Ottawa (Ontario), le 19 mars 1999

EN PRÉSENCE DE Mme LE JUGE SHARLOW

Entre :

     VELUPILLAI PUSHPANATHAN,

     demandeur,

     - et -

     LE MINISTRE DE LA CITOYENNETÉ ET DE L'IMMIGRATION,

     défendeur.

     ORDONNANCE

     La demande de contrôle judiciaire est accueillie. La décision de la section d'appel de refuser l'autorisation est annulée. La demande de réouverture de l'appel est renvoyée à la section d'appel pour réexamen par un tribunal de composition différente.

                                 Karen R. Sharlow

                            

                             Juge

Traduction certifiée conforme

Laurier Parenteau, LL. L.

     Date : 19990319

     Dossier : IMM-1573-98

Entre :

     VELUPILLAI PUSHPANATHAN,

     demandeur,

     - et -

     LE MINISTRE DE LA CITOYENNETÉ ET DE L'IMMIGRATION,

     défendeur.

     MOTIFS DE L'ORDONNANCE

LE JUGE SHARLOW

[1]      Il s'agit d'une demande de contrôle judiciaire de la décision de la section d'appel de la Commission de l'immigration et du statut de réfugié en date du 12 mars 1998 dans laquelle la demande présentée par le demandeur pour rouvrir un appel contre une mesure d'expulsion était refusée.
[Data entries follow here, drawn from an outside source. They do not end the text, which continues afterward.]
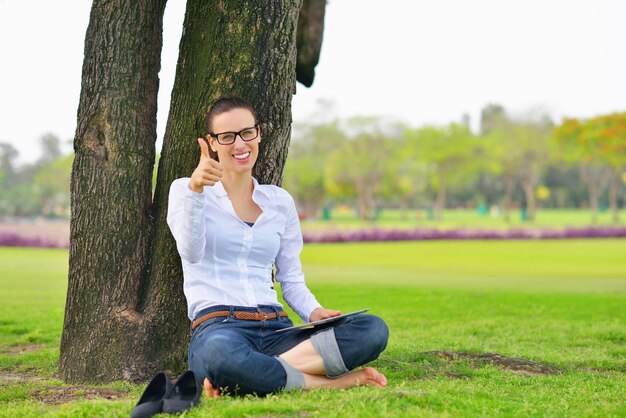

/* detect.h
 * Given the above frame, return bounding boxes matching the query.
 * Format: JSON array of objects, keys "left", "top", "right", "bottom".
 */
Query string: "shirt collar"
[
  {"left": 208, "top": 177, "right": 268, "bottom": 201},
  {"left": 252, "top": 177, "right": 271, "bottom": 205}
]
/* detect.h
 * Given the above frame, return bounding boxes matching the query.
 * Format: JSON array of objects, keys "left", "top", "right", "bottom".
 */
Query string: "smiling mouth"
[{"left": 233, "top": 151, "right": 251, "bottom": 160}]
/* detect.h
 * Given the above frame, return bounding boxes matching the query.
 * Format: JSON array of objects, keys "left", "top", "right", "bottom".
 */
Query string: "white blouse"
[{"left": 167, "top": 177, "right": 321, "bottom": 322}]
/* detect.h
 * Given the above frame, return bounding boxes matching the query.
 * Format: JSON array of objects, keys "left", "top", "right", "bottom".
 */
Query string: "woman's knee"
[
  {"left": 332, "top": 314, "right": 389, "bottom": 370},
  {"left": 190, "top": 331, "right": 244, "bottom": 374},
  {"left": 345, "top": 314, "right": 389, "bottom": 358},
  {"left": 363, "top": 315, "right": 389, "bottom": 354}
]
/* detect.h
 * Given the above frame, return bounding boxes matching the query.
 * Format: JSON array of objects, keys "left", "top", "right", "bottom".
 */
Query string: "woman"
[{"left": 167, "top": 96, "right": 389, "bottom": 397}]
[2]      Le demandeur est arrivé au Canada en 1985. Il est devenu résident permanent en 1987. En août 1988, il a été déclaré coupable d'une grave infraction liée au trafic de la drogue et condamné à huit ans d'emprisonnement. Il a obtenu sa libération conditionnelle en 1991. La même année, il s'est marié. Il n'y a pas de preuve qu'il a manqué aux conditions de sa libération conditionnelle ni qu'il a poursuivi ses activités criminelles. Sa peine d'emprisonnement s'est terminée en 1996. Il travaille depuis sa libération. Sa femme et ses trois enfants sont complètement à sa charge.

[3]      Le demandeur a aussi présenté une revendication du statut de réfugié qui n'a pas encore fait l'objet d'une décision. Cette procédure a été exceptionnellement longue en raison d'un appel interjeté à la Cour suprême du Canada sur un point de droit : voir l'arrêt Pushpanathan c. Canada (Ministre de la Citoyenneté et de l'Immigration), [1998] 1 R.C.S. 982 et [1998] 1 R.C.S. 1222.
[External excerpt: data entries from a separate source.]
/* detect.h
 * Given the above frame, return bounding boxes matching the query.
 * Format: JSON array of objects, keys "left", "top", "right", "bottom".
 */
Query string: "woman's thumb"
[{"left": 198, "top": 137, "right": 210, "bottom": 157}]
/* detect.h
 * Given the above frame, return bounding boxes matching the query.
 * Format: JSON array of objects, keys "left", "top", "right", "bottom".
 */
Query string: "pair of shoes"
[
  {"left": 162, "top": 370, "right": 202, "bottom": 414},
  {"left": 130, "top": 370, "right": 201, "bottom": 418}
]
[4]      La mesure d'expulsion qui est l'origine de la présente instance a été prise le 22 juin 1992. C'est une mesure conditionnelle, fondée sur le paragraphe 32.1(2) de la Loi sur l'immigration, qui a été prise parce que le demandeur est visé au sous-alinéa 27(1)d)(i) de la Loi, c'est-à-dire un résident permanent qui a été déclaré coupable d'une infraction prévue par une loi fédérale punissable d'une peine d'emprisonnement de plus de six mois.
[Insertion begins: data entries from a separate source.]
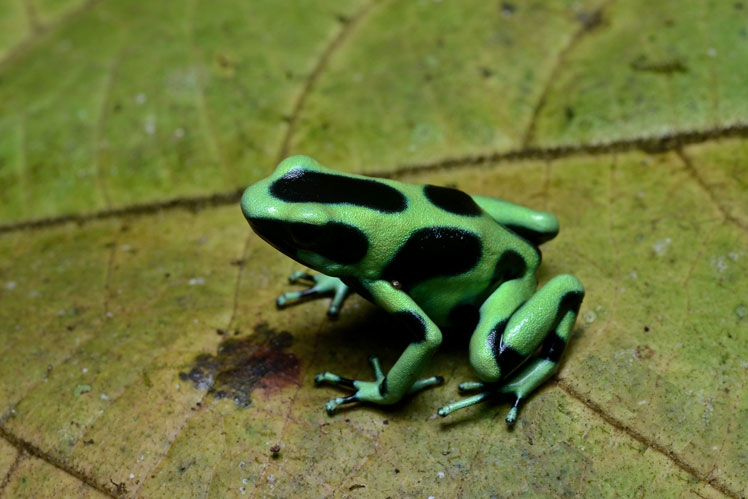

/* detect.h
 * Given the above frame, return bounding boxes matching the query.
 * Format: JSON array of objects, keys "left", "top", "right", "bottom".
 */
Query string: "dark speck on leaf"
[
  {"left": 577, "top": 10, "right": 602, "bottom": 30},
  {"left": 630, "top": 55, "right": 688, "bottom": 74},
  {"left": 110, "top": 479, "right": 127, "bottom": 494},
  {"left": 500, "top": 2, "right": 516, "bottom": 16},
  {"left": 179, "top": 322, "right": 300, "bottom": 408}
]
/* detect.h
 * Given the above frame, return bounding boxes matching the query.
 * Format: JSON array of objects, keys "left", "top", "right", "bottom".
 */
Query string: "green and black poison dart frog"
[{"left": 241, "top": 155, "right": 584, "bottom": 423}]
[5]      La mesure d'expulsion conditionnelle a fait l'objet d'un appel devant la section d'appel de la Commission de l'immigration et du statut de réfugié aux termes du paragraphe 70(1). Cette disposition confère à la section d'appel une " compétence en equity " du fait qu'elle peut accueillir l'appel au motif que " eu égard aux circonstances particulières de l'espèce, [la personne ne devrait pas être renvoyée] du Canada ".

[6]      L'appel a été rejeté en 1993. La décision n'a pas été motivée par écrit parce qu'il n'était pas nécessaire de fournir des motifs à l'intérieur de la période réglementaire.

[7]      Le dossier indique que la section d'appel a été saisie d'éléments de preuve établissant des faits ayant trait à la condamnation de 1988 et à la libération conditionnelle accordée en 1991, de même que l'absence d'activité criminelle ou de violation des conditions de la libération conditionnelle, abstraction faite de la condamnation de 1988. La section d'appel était également au courant que le demandeur était marié et avait, à cette époque, un enfant de trois mois et demi. La preuve indiquait également que l'épouse du demandeur était sur le point de reprendre le travail après son congé de maternité et que le demandeur travaillait à plein temps.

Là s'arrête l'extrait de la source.